This dataset records which areas (Vroots) of www.microsoft.com each user visited in a one-week timeframe in Feburary 1998.
Jack S. Breese, David Heckerman, Carl M. Kadie Microsoft Research, Redmond WA, 98052-6399, USA breese@microsoft.com, heckerma@microsoft.com, carlk@microsoft.comDate Donated: November 30, 1998
The data was created by sampling and processing the www.microsoft.com logs. The data records the use of www.microsoft.com by 38000 anonymous, randomly-selected users. For each user, the data lists all the areas of the web site (Vroots) that the user visited in a one week timeframe.
Users are identified only by a sequential number, for example, User #14988, User #14989, etc. The file contains no personally identifiable information. The 294 Vroots are identified by their title (e.g. "NetShow for PowerPoint") and URL (e.g. "/stream"). The data comes from one week in February, 1998.

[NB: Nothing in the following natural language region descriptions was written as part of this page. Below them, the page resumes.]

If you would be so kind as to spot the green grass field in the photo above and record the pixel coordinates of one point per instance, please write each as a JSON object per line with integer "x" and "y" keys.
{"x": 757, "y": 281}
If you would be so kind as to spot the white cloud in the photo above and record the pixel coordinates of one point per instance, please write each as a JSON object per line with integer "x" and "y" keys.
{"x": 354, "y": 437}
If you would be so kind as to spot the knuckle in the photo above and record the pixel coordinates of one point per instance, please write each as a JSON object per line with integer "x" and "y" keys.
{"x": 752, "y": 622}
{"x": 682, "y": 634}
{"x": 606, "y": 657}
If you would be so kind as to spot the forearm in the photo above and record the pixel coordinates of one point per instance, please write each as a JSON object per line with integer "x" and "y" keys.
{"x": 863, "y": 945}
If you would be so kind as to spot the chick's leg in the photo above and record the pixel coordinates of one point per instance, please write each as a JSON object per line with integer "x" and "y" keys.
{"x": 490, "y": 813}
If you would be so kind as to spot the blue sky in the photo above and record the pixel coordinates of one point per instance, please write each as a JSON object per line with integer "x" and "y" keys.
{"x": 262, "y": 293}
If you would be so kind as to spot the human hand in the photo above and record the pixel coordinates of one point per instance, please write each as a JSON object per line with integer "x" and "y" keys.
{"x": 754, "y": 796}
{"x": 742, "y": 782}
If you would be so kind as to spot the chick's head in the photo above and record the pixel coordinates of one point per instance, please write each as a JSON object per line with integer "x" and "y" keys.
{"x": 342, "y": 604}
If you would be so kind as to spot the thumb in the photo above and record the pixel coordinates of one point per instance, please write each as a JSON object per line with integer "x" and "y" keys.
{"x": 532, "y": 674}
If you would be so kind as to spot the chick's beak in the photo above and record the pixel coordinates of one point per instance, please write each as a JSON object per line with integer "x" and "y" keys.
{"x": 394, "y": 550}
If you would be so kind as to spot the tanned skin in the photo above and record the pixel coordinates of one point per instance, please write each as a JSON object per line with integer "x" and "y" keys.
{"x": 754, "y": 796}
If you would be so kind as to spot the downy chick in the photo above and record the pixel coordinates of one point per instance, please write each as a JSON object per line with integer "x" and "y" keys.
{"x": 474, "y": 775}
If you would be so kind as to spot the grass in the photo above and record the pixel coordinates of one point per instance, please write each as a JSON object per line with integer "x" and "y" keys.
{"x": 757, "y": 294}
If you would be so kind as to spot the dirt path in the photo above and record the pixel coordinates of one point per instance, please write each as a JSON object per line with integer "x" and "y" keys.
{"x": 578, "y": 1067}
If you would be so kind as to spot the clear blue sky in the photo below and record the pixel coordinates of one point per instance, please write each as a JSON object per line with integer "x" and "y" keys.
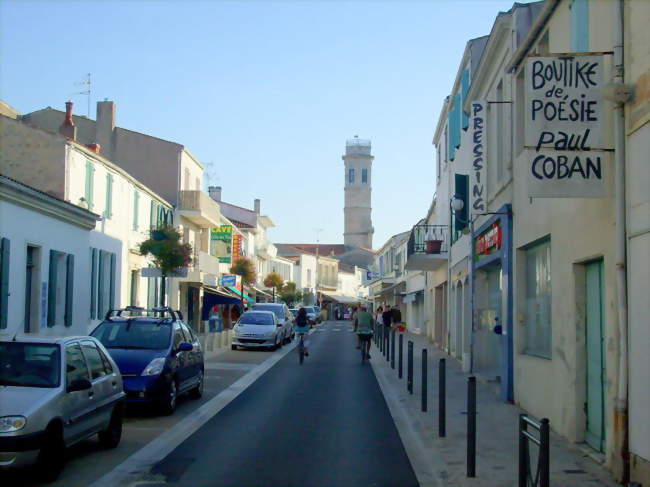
{"x": 264, "y": 93}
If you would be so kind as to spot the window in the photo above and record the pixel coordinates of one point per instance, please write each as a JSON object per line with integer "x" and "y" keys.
{"x": 60, "y": 289}
{"x": 93, "y": 359}
{"x": 136, "y": 210}
{"x": 108, "y": 209}
{"x": 579, "y": 25}
{"x": 4, "y": 281}
{"x": 75, "y": 365}
{"x": 538, "y": 299}
{"x": 90, "y": 176}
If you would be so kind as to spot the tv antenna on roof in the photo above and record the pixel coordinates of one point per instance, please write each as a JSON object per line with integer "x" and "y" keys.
{"x": 86, "y": 92}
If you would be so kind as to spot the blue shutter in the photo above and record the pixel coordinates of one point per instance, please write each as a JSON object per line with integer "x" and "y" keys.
{"x": 579, "y": 25}
{"x": 111, "y": 298}
{"x": 93, "y": 285}
{"x": 69, "y": 290}
{"x": 5, "y": 253}
{"x": 51, "y": 289}
{"x": 108, "y": 210}
{"x": 464, "y": 90}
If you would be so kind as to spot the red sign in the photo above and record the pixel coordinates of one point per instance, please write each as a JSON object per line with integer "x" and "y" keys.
{"x": 489, "y": 240}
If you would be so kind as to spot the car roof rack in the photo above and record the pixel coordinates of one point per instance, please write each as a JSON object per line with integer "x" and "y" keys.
{"x": 162, "y": 312}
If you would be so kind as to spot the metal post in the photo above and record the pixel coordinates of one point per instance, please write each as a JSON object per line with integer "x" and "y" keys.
{"x": 409, "y": 368}
{"x": 442, "y": 399}
{"x": 544, "y": 454}
{"x": 401, "y": 353}
{"x": 471, "y": 426}
{"x": 424, "y": 380}
{"x": 523, "y": 453}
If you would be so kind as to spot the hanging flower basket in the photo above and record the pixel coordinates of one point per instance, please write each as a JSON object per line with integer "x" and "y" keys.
{"x": 433, "y": 246}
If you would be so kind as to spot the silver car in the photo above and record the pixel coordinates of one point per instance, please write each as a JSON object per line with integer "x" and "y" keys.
{"x": 257, "y": 329}
{"x": 55, "y": 392}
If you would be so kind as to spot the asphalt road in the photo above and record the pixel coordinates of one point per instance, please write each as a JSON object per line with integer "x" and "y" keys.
{"x": 324, "y": 423}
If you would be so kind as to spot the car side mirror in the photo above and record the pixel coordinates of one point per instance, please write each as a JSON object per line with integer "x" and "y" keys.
{"x": 79, "y": 385}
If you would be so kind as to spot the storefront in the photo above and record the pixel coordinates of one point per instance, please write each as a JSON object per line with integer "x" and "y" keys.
{"x": 493, "y": 320}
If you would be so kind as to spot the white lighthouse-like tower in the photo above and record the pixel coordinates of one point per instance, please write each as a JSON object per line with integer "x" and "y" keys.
{"x": 358, "y": 207}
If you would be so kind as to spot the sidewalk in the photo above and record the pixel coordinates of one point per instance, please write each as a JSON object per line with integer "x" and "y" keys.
{"x": 442, "y": 461}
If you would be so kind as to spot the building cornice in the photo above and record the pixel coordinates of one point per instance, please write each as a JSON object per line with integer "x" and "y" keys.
{"x": 32, "y": 199}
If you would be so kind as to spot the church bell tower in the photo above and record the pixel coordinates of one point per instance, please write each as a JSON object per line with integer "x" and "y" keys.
{"x": 358, "y": 207}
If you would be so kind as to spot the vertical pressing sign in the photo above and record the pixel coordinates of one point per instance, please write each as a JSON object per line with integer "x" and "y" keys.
{"x": 563, "y": 131}
{"x": 221, "y": 243}
{"x": 477, "y": 181}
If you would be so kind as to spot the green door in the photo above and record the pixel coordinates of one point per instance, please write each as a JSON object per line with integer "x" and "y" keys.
{"x": 595, "y": 356}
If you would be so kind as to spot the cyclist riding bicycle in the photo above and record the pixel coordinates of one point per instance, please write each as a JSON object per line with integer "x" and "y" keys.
{"x": 365, "y": 322}
{"x": 302, "y": 328}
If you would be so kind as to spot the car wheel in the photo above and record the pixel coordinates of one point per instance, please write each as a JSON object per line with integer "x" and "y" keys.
{"x": 169, "y": 404}
{"x": 111, "y": 436}
{"x": 197, "y": 392}
{"x": 51, "y": 458}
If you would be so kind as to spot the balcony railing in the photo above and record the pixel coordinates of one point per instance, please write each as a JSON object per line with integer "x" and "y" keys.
{"x": 428, "y": 239}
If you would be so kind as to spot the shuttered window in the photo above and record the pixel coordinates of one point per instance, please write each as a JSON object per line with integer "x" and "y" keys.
{"x": 108, "y": 209}
{"x": 4, "y": 280}
{"x": 90, "y": 179}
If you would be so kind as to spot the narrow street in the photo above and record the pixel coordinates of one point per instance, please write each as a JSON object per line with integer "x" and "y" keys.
{"x": 324, "y": 423}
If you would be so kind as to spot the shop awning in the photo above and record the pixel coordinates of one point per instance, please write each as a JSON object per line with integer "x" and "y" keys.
{"x": 342, "y": 299}
{"x": 213, "y": 296}
{"x": 238, "y": 293}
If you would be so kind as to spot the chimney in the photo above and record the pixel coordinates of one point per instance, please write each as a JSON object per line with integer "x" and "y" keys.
{"x": 105, "y": 126}
{"x": 67, "y": 128}
{"x": 215, "y": 192}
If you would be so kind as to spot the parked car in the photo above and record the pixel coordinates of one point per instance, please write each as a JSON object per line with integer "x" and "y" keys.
{"x": 258, "y": 329}
{"x": 159, "y": 356}
{"x": 56, "y": 392}
{"x": 284, "y": 317}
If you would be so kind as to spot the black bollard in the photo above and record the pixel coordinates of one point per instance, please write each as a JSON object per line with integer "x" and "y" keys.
{"x": 409, "y": 368}
{"x": 424, "y": 380}
{"x": 471, "y": 426}
{"x": 442, "y": 399}
{"x": 401, "y": 353}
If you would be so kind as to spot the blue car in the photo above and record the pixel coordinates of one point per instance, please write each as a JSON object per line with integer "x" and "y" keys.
{"x": 158, "y": 355}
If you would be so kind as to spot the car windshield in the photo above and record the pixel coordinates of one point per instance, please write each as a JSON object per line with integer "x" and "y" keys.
{"x": 29, "y": 364}
{"x": 277, "y": 310}
{"x": 253, "y": 318}
{"x": 148, "y": 335}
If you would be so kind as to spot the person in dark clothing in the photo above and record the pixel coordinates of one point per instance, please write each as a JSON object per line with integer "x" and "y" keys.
{"x": 396, "y": 315}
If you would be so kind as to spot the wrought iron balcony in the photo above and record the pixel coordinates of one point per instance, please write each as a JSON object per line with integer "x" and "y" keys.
{"x": 427, "y": 247}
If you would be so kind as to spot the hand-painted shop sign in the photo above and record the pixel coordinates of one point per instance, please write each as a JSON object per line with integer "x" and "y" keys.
{"x": 564, "y": 126}
{"x": 221, "y": 243}
{"x": 477, "y": 181}
{"x": 489, "y": 241}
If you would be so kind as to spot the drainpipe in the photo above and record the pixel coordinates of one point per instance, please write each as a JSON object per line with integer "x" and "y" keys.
{"x": 621, "y": 430}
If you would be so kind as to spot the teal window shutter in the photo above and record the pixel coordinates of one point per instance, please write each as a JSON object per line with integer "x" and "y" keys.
{"x": 108, "y": 210}
{"x": 5, "y": 254}
{"x": 579, "y": 25}
{"x": 90, "y": 176}
{"x": 136, "y": 209}
{"x": 464, "y": 90}
{"x": 111, "y": 298}
{"x": 93, "y": 285}
{"x": 461, "y": 219}
{"x": 51, "y": 289}
{"x": 69, "y": 290}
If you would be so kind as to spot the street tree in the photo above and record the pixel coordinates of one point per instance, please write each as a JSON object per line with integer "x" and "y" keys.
{"x": 274, "y": 280}
{"x": 169, "y": 253}
{"x": 244, "y": 268}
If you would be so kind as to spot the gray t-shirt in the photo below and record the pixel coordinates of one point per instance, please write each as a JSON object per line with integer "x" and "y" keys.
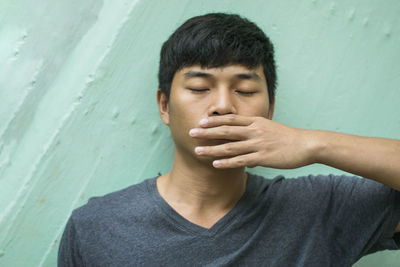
{"x": 308, "y": 221}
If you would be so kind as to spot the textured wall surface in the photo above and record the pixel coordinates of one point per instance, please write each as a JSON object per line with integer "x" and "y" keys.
{"x": 78, "y": 115}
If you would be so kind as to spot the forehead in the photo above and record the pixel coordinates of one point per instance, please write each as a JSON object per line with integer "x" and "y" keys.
{"x": 230, "y": 72}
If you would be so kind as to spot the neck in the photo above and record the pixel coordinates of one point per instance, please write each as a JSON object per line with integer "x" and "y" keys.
{"x": 196, "y": 183}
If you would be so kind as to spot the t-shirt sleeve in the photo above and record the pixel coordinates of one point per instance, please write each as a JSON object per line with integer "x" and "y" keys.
{"x": 364, "y": 214}
{"x": 68, "y": 252}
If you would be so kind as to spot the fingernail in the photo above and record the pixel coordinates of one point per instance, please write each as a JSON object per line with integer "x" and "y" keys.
{"x": 199, "y": 149}
{"x": 193, "y": 132}
{"x": 203, "y": 121}
{"x": 217, "y": 163}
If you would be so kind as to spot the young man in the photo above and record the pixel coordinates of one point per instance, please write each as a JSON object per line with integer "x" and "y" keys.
{"x": 217, "y": 86}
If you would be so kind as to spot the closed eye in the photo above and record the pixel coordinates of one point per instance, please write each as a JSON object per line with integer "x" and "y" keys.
{"x": 198, "y": 90}
{"x": 245, "y": 93}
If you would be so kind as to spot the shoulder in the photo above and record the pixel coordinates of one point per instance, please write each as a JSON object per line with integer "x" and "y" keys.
{"x": 130, "y": 201}
{"x": 312, "y": 188}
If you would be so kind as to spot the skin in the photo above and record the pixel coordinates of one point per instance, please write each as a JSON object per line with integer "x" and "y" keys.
{"x": 220, "y": 120}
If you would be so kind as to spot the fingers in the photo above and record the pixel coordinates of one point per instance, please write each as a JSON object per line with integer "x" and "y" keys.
{"x": 229, "y": 119}
{"x": 220, "y": 132}
{"x": 247, "y": 160}
{"x": 225, "y": 150}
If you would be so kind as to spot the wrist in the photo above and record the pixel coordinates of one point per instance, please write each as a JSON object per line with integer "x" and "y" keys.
{"x": 316, "y": 145}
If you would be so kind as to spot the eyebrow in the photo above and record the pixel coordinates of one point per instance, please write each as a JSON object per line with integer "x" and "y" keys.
{"x": 243, "y": 76}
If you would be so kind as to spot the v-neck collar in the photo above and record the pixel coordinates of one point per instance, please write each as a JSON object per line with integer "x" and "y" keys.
{"x": 186, "y": 225}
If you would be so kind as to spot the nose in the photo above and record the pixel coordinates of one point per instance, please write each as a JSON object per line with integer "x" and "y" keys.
{"x": 222, "y": 103}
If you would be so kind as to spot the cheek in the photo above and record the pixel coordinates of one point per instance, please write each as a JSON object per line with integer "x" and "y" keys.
{"x": 257, "y": 108}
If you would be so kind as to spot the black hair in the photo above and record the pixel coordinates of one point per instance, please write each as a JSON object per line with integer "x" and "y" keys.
{"x": 217, "y": 40}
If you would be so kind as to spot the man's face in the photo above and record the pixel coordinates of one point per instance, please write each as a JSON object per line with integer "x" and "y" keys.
{"x": 198, "y": 93}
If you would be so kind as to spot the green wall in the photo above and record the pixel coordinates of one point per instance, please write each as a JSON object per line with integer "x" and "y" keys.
{"x": 78, "y": 115}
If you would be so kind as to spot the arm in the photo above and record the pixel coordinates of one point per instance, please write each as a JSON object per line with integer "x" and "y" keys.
{"x": 262, "y": 142}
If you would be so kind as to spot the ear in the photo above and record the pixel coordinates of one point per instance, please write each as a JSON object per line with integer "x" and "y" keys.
{"x": 271, "y": 109}
{"x": 163, "y": 107}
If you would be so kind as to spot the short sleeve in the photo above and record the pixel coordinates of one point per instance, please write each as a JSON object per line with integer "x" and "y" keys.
{"x": 68, "y": 252}
{"x": 364, "y": 214}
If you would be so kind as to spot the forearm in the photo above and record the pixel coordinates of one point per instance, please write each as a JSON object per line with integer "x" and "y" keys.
{"x": 373, "y": 158}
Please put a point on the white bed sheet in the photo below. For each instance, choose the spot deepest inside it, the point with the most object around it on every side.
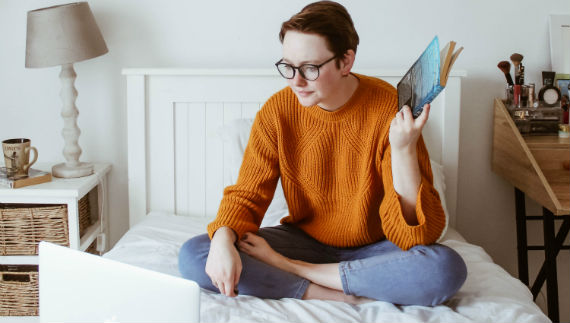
(490, 294)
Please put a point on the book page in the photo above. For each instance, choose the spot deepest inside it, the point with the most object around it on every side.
(445, 56)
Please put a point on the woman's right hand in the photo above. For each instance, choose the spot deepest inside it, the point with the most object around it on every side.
(224, 264)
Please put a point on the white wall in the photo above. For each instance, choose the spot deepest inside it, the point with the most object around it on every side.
(225, 33)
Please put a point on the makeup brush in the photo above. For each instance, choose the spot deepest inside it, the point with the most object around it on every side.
(516, 58)
(506, 68)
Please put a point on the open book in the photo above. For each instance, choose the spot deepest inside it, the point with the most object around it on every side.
(427, 77)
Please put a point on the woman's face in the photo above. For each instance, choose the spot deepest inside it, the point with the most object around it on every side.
(301, 48)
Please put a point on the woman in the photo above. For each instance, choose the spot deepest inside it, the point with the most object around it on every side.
(364, 215)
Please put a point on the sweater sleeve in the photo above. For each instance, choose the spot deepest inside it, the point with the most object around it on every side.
(244, 204)
(429, 211)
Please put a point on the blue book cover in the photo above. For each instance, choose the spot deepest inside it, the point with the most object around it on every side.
(427, 76)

Each instance represents an anonymous, randomly selected user of the web site. Each attribute is an area ("vroot") of the www.microsoft.com web site.Missing Attribute Values: The data is very sparse, so vroot visits are explicit, nonvisits are implicit (missing).
Training Instances | 32711 |
Testing Instances | 5000 |
Attributes | 294 |
Mean vroot visits per case | 3.0 |
-- Attribute lines: For example, 'A,1277,1,"NetShow for PowerPoint","/stream"' Where: 'A' marks this as an attribute line, '1277' is the attribute ID number for an area of the website (called a Vroot), '1' may be ignored, '"NetShow for PowerPoint"' is the title of the Vroot, '"/stream"' is the URL relative to "http://www.microsoft.com" Case and Vote Lines: For each user, there is a case line followed by zero or more vote lines. For example: C,"10164",10164 V,1123,1 V,1009,1 V,1052,1 Where: 'C' marks this as a case line, '10164' is the case ID number of a user, 'V' marks the vote lines for this case, '1123', 1009', 1052' are the attributes ID's of Vroots that a user visited. '1' may be ignored.
J. Breese, D. Heckerman., C. Kadie. Empirical Analysis of Predictive Algorithms for Collaborative Filtering. Proceedings of the Fourteenth Conference on Uncertainty in Artificial Intelligence, Madison, WI, July, 1998.